To help the Argentine feel relaxed and allow him to perform at his brilliant best, Guardiola dispensed with Zlatan Ibrahimovic and, later, removed David Villa from the starting XI. It was all about Messi and understandably so. If the best player in the world is at your club, it makes sense to give him all that he needs to succeed.
He didn't need Neymar. Sandro Rosell, however, was eager to make his mark as president with a marquee summer signing. In the end, ironically, the Brazilian's arrival brought about Rosell's resignation and his downfall. And although many Barca fans may ultimately be pleased about that, they will be much more concerned over Messi's malaise at the Vicente Calderon.
"We were looking for him to go one-on-one down the right but he didn't participate much," Martino said afterwards. "He had two good chances at the beginning of the second half, [but] we felt it wasn't prudent - due to the way Atletico mark - for him to participate too much."
Hardly a ringing vote of confidence.
In such situations, Guardiola always told journalists that Messi was the world's best and that he never performed badly. Pep knew Messi needed his confidence boosted and duly obliged - even when the Argentine had played poorly.
Martino finds himself in a delicate spot. Under pressure from sponsors and from the Barca board to pick Neymar for the big matches (at the continual expense of Pedro in particular and also Alexis Sanchez), Tata needs to coax the finest form from Messi too. And the pair are still not thriving together when it matters most.
Neymar, as Brazil boss Luiz Felipe Scolari stated recently, is somewhat stifled by Barca's tactics and cannot play his natural game - particularly when Messi is in the side. It is no coincidence that the Brazilian's best run in the team came in the build-up to Christmas, when the Argentine was sidelined through injury.
|THE SHOCKING STATS FROM WEDNESDAY
| MESSI AGAINST ATLETI
ATTEMPTS ON TARGET
|NEYMAR AGAINST ATLETI|
ATTEMPTS ON TARGET
"Neymar hasn't shone at Barca because they play different to what he is used to," Scolari said. "He's better when he has space, but Barcelona have him playing on the right."
The Brazilian began in that position in the Clasico at Real Madrid recently and he won a crucial penalty (converted by Messi) in the 4-3 win. His overall performance, however, was woeful. Likewise Messi in the season's first Clasico at Camp Nou. Barca won that one 2-1 thanks in large part to a dynamic display from Neymar (and a wonder goal from Alexis). But out on the right, albeit short of full fitness, Leo looked lost.
Against Atleti, Barca had scored just twice in four games this term prior to Wednesday, with both of those strikes netted by Neymar. Much more concerned with stopping Messi, Simeone has been happy on each occasion to give the Brazilian more space out wide. Together, however, the two have been unable to combine effectively and while Neymar has scored twice, Messi has no goals nor assists to his name in six fixtures versus the Rojiblancos.

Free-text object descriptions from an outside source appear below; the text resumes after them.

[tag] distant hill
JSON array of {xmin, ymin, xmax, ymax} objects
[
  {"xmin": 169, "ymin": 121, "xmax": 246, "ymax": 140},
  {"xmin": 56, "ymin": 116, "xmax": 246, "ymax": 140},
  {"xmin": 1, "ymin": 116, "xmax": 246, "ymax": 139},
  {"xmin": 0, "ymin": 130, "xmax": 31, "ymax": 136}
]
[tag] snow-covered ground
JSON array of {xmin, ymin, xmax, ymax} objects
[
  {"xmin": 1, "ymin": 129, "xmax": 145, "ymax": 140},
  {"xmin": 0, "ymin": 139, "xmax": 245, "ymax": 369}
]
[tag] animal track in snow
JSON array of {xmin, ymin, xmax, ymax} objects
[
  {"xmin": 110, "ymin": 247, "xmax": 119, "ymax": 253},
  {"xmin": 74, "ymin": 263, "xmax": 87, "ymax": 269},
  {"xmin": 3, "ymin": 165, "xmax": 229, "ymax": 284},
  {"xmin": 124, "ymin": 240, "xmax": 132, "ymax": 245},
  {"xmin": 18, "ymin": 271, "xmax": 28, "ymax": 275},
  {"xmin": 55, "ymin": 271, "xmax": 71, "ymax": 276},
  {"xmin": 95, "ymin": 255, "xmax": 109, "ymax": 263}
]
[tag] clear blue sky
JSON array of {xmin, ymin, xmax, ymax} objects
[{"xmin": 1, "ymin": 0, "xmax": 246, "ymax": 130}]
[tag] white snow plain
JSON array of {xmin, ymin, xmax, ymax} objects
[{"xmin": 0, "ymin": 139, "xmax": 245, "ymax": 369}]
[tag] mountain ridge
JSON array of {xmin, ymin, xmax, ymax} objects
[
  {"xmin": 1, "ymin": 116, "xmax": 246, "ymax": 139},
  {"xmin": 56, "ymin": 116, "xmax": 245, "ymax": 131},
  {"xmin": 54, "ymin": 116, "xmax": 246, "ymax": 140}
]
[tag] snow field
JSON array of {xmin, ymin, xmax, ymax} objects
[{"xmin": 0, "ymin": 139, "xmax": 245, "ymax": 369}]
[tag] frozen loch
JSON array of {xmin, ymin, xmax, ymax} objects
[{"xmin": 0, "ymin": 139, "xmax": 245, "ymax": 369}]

That, for the four-time Ballon d'Or winner, is a drought of almost unprecedented proportions.
Messi has endured an unsettling season at the Catalan club, with injury interruptions, a tax case and other off-field problems aplenty at Camp Nou. Neymar's arrival on the scene has also hit the Argentine's self confidence, however, and taken away some of his star power.
The Brazilian, meanwhile, has blown hot and cold in his first season in Spain, showing moments of sheer class at times but producing poor performances as well, looking lightweight on occasions with his fragile frame and earning himself a reputation for theatrics in and around the penalty area.
At just 22, he has time to bulk up and become the player Barca hopes will one day be a successor to Messi. Before that, however, the club desires that his association with the Argentine will blossom into something special. But against Atleti, the two were unable to inspire the team when it mattered most and, nine months in, doubts still remain over whether the pair's partnership can work at the very highest level.